Nesse momento em que o país enfrenta a pandemia do novo coronavírus os desafios para os municípios crescem, os gastos da Saúde aumentam consideravelmente e ao contrário do que todos imaginam os recursos ainda não chegaram aos cofres municipais.

Nesse momento em que o país enfrenta a pandemia do novo coronavírus os desafios para os municípios crescem, os gastos da Saúde aumentam consideravelmente e ao contrário do que todos imaginam os recursos ainda não chegaram aos cofres municipais.
De acordo com a secretária de Saúde de Anta Gorda, Anadir Canello Souza, foram poucos recursos recebidos até o momento. “No início quando deu toda essa situação da Covid-19 o Governo Federal liberou R$ 1 por idoso e R$ 2 per capita, então nesse primeiro momento nós tivemos um recurso de R$ 13.629 para comprar equipamentos de EPIs, como álcool gel e máscaras, esses equipamentos são usados no nosso dia a dia, ou seja, esse valor é baixo. Agora, nessa semana, o Governo Federal está liberando mais um recurso R$ 18 mil do Teto Financeiro de Média e Alta Complexidade, e é isso que recebemos. Então as pessoas não podem se iludir achando que está vindo dinheiro para hospitais, pode estar sendo liberado para hospitais maiores, mas para nós nada chegou”.

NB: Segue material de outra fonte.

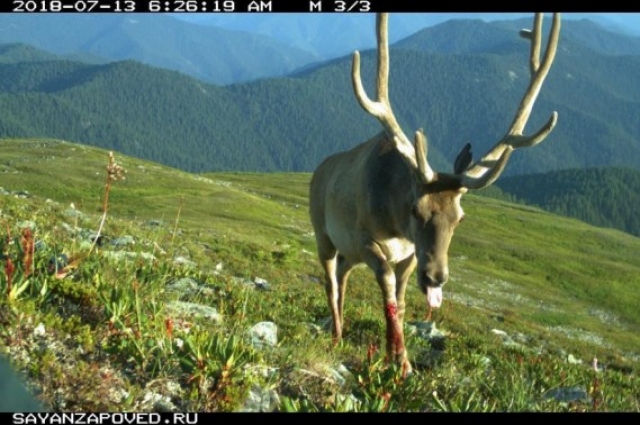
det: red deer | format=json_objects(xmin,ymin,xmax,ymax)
[{"xmin": 309, "ymin": 13, "xmax": 560, "ymax": 373}]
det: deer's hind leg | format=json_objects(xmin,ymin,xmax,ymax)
[
  {"xmin": 316, "ymin": 232, "xmax": 342, "ymax": 344},
  {"xmin": 337, "ymin": 254, "xmax": 353, "ymax": 326}
]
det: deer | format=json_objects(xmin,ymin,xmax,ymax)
[{"xmin": 309, "ymin": 13, "xmax": 560, "ymax": 376}]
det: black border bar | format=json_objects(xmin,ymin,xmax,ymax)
[{"xmin": 6, "ymin": 0, "xmax": 640, "ymax": 13}]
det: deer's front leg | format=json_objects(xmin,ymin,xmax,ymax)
[{"xmin": 363, "ymin": 241, "xmax": 411, "ymax": 372}]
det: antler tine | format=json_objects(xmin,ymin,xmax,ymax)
[
  {"xmin": 461, "ymin": 13, "xmax": 560, "ymax": 189},
  {"xmin": 351, "ymin": 13, "xmax": 434, "ymax": 182}
]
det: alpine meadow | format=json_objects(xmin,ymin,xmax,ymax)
[{"xmin": 0, "ymin": 14, "xmax": 640, "ymax": 413}]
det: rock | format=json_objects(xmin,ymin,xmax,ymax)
[
  {"xmin": 248, "ymin": 322, "xmax": 278, "ymax": 348},
  {"xmin": 542, "ymin": 386, "xmax": 591, "ymax": 403},
  {"xmin": 33, "ymin": 323, "xmax": 47, "ymax": 338},
  {"xmin": 166, "ymin": 301, "xmax": 222, "ymax": 323},
  {"xmin": 238, "ymin": 385, "xmax": 280, "ymax": 413},
  {"xmin": 0, "ymin": 356, "xmax": 46, "ymax": 412},
  {"xmin": 567, "ymin": 354, "xmax": 582, "ymax": 364},
  {"xmin": 47, "ymin": 254, "xmax": 69, "ymax": 273},
  {"xmin": 407, "ymin": 322, "xmax": 446, "ymax": 340},
  {"xmin": 109, "ymin": 235, "xmax": 136, "ymax": 247},
  {"xmin": 102, "ymin": 251, "xmax": 157, "ymax": 261},
  {"xmin": 173, "ymin": 257, "xmax": 197, "ymax": 268},
  {"xmin": 18, "ymin": 220, "xmax": 36, "ymax": 230},
  {"xmin": 167, "ymin": 277, "xmax": 215, "ymax": 295},
  {"xmin": 253, "ymin": 277, "xmax": 271, "ymax": 291}
]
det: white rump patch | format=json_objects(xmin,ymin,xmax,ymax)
[{"xmin": 427, "ymin": 286, "xmax": 442, "ymax": 308}]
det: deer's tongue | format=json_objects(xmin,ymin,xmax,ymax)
[{"xmin": 427, "ymin": 286, "xmax": 442, "ymax": 308}]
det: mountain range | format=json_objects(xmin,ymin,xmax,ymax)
[{"xmin": 0, "ymin": 13, "xmax": 640, "ymax": 85}]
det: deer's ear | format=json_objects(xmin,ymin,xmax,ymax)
[{"xmin": 453, "ymin": 143, "xmax": 473, "ymax": 174}]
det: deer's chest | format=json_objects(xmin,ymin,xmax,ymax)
[{"xmin": 378, "ymin": 238, "xmax": 415, "ymax": 263}]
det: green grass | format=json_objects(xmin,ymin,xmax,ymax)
[{"xmin": 0, "ymin": 140, "xmax": 640, "ymax": 412}]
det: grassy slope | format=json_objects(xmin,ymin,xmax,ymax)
[{"xmin": 0, "ymin": 140, "xmax": 640, "ymax": 411}]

Anadir comenta que o município tem, até o momento, somente a confirmação de uma emenda de R$ 100 mil, indicada por meio do secretário da Agricultura, Pecuária e Abastecimento, Covatti Filho (Progressistas). “O hospital recebeu uma indicação de R$ 100 mil do deputado Dirceu Franciscon (PTB) e uma de R$ 50 mil do deputado Nereu Crispim (PSL), mas apenas indicações, nas confirmado ainda”.

Assistência Social
Quanto ao Centro de Referência da Assistência Social (Cras) Anadir salienta que o trabalho nunca foi interrompido, apenas os grupos foram suspensos temporariamente. “Os grupos estão suspensos, mas o Cras continua trabalhando. No primeiro momento quando surgiu todo esse problema a gente deu férias para quem tinha direito, para não aglomerar pessoas. Mas o Cras em nenhum momento deixou de trabalhar porque tem programas que precisam ter continuidade, e também precisamos orientar e trabalhar a parte social com a nossa população”.
Quanto aos trabalhos realizados, a secretária salienta as lives e a confecção de máscaras. “Temos no momento o professor Cristiano Souza trabalhando, atendendo e fazendo lives para os grupos, a psicopedagoga está orientando as mães e os grupos, a oficineira que está confeccionando máscaras com as mulheres voluntárias e adiantando outros trabalhos. As oficinas no momento não estão funcionando, mas pretendemos fazer lives com todas elas, para tentar fazer um trabalho diferenciado. A nossa assistente social também está à disposição da população para orientar quanto ao benefício do governo, atualizando cadastros. A gente pede que as pessoas liguem para ter a orientação, todos conhecem os números da secretaria então evitem de vir até aqui”, destaca.
Anadir conta que foram adquiridos materiais para a confecção de máscaras para a Unidade Básica de Saúde (UBS) e que as peças já estão sendo confeccionadas por voluntários. “Compramos material para confeccionar roupas e máscaras, já fizemos 500 máscaras que estão prontas, esterilizadas e disponíveis para as pessoas usarem quando chegarem na UBS, essas peças estão sendo confeccionadas por costureiras voluntárias juntamente com a nossa oficineira, a Nova Mulher também está confeccionando essas máscaras para a UBS. Então é só agradecer aos voluntários e as pessoas que se preocupam em ajudar. Esperamos voltar em breve para atender os nossos grupos, pois sabemos o quanto isso é importante”.
A secretária salienta que a área da Assistência Social também passa por dificuldades, devido ao corte de recursos. “Nós cancelamos contratos, pois a Assistência Social teve um corte de 35% dos recursos. Vamos ver o que poderemos fazer, esse é um momento de poupar, nós não vamos conseguir pagar nem os nossos profissionais com os recursos que recebemos”, lamenta.